Moderator Steve Colwell of the Sea Change Foundation starts us out by confronting the idea that climate change is a strictly environmental issue, for donors who fund in that area. Rather, he says, outcomes on issues like food and water are closely related to what happens to the global climate. Rosamond Naylor of Stanford University shows us several disturbing slides that map what areas of the world will see dramatically hotter summers as the 21st century unfolds. These temperature rises are likely, so how do we adapt? Naylor walks us through efforts to breed crops and structure local agriculture to withstand hotter conditions. Solar-powered drip irrigation can make all the difference, for instance.
Hal Harvey, who leads the philanthropic collaborative Climate Works, says philanthropists must do three things to be effective with respect to climate change mitigation: 1) do the math; 2) focus on policy; 3) narrow their decision-making.

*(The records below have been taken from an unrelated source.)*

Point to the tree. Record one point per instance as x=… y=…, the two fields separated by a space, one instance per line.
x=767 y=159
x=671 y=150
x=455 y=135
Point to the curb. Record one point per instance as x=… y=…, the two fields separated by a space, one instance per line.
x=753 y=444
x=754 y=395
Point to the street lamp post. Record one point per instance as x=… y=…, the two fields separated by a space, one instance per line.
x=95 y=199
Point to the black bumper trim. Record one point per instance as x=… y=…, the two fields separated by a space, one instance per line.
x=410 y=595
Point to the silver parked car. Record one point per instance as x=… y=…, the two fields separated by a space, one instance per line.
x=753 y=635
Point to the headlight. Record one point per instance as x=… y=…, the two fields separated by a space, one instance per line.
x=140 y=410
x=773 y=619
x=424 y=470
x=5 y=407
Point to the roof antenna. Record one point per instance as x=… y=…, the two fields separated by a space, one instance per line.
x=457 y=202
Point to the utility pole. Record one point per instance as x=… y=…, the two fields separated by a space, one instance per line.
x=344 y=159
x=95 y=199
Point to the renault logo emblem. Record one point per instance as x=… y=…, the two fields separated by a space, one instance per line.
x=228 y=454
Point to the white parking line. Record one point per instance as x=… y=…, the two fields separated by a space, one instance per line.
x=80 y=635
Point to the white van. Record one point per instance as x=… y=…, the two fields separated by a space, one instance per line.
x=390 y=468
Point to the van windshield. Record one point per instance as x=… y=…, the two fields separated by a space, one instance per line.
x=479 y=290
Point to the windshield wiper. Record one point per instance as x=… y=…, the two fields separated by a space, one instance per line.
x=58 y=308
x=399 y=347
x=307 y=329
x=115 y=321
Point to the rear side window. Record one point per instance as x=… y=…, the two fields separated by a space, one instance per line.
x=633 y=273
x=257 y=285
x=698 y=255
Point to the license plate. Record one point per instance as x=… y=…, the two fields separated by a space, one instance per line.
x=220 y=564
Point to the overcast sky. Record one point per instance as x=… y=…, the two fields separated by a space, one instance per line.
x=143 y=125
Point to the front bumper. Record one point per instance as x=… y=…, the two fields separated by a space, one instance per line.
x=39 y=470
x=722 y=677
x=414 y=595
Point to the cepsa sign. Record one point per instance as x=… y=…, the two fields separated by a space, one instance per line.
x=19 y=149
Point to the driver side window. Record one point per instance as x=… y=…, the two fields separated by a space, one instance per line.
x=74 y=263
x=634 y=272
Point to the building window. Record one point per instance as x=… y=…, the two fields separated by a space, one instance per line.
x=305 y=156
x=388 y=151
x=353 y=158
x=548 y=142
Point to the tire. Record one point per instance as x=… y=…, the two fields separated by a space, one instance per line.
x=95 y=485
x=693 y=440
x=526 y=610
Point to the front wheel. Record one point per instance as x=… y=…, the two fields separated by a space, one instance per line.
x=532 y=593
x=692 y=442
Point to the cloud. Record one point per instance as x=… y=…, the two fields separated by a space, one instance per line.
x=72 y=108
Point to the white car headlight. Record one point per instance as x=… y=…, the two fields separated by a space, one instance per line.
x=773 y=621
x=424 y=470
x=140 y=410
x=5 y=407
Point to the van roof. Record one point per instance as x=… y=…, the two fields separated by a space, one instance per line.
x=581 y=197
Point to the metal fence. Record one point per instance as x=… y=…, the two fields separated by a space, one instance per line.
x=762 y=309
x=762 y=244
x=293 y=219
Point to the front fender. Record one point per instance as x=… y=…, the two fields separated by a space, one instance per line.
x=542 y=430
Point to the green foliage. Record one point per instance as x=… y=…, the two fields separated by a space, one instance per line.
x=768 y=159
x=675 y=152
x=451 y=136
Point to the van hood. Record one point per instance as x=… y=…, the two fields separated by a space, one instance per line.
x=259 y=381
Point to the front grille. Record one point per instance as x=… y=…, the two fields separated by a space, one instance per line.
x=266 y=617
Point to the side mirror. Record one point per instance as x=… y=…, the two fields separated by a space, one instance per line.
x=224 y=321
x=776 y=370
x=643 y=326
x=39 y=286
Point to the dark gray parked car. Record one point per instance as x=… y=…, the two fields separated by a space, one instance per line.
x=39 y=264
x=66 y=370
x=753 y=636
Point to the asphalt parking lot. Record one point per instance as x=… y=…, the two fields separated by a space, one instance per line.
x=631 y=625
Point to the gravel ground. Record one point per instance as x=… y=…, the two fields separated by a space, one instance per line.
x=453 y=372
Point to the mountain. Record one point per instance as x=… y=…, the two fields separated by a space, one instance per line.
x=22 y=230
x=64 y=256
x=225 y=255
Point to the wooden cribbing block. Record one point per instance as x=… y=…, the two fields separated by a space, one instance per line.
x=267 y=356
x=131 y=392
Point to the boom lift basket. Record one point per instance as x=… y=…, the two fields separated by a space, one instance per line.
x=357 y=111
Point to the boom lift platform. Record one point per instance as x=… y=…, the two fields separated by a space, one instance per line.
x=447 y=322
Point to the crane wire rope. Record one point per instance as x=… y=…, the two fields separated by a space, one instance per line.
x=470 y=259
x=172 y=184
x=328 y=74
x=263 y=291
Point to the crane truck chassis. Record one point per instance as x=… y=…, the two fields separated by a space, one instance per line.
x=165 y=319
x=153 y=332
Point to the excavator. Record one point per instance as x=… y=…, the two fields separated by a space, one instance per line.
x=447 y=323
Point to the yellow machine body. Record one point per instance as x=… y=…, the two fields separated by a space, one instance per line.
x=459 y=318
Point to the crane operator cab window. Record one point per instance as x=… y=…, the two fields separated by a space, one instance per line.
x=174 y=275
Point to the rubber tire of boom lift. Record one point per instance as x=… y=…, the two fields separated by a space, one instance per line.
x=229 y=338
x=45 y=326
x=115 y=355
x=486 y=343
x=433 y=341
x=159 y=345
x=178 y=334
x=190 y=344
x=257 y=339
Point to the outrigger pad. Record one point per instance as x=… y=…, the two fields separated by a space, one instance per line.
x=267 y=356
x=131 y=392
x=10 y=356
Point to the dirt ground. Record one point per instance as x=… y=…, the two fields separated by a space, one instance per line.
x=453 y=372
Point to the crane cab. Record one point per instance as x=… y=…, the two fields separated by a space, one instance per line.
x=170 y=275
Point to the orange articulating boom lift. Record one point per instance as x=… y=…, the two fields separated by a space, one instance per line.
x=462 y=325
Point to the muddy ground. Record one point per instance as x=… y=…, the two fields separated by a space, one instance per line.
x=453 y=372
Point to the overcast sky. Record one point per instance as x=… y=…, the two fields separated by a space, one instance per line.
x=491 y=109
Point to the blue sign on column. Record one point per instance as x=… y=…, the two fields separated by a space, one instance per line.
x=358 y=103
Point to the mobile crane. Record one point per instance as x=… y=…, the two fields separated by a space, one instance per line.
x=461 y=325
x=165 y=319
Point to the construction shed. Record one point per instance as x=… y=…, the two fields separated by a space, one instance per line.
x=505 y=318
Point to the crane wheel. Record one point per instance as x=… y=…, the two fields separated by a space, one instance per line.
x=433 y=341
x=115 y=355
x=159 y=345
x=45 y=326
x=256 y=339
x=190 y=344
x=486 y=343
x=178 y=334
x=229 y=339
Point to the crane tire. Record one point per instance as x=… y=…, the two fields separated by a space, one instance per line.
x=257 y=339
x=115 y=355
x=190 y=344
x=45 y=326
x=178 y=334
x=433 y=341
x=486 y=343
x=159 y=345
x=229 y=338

The math, as he illustrates through a terrific series of slides showing how much carbon abatement is needed in which countries from which industries, shows what countries and industries need intervention. Once you do the math, you will find that philanthropic dollars must leverage public and business dollars; otherwise we simply cannot get enough done to stabilize carbon levels at reasonable levels. This happened when philanthropic dollars led California to adopt a tougher carbon emissions standard for cars, which was subsequently adopted nationally by the Obama administration.
How much donor giving is needed to change policy? Not as much as one might think: Harvey argues that there are ways to partner with local organizations in India, China and other countries that are pivotal to climate change mitigation that will help philanthropic dollars go much further. Harvey urges donors to direct their giving carefully based on where it will be leveraged to affect policy decisions in these critical places.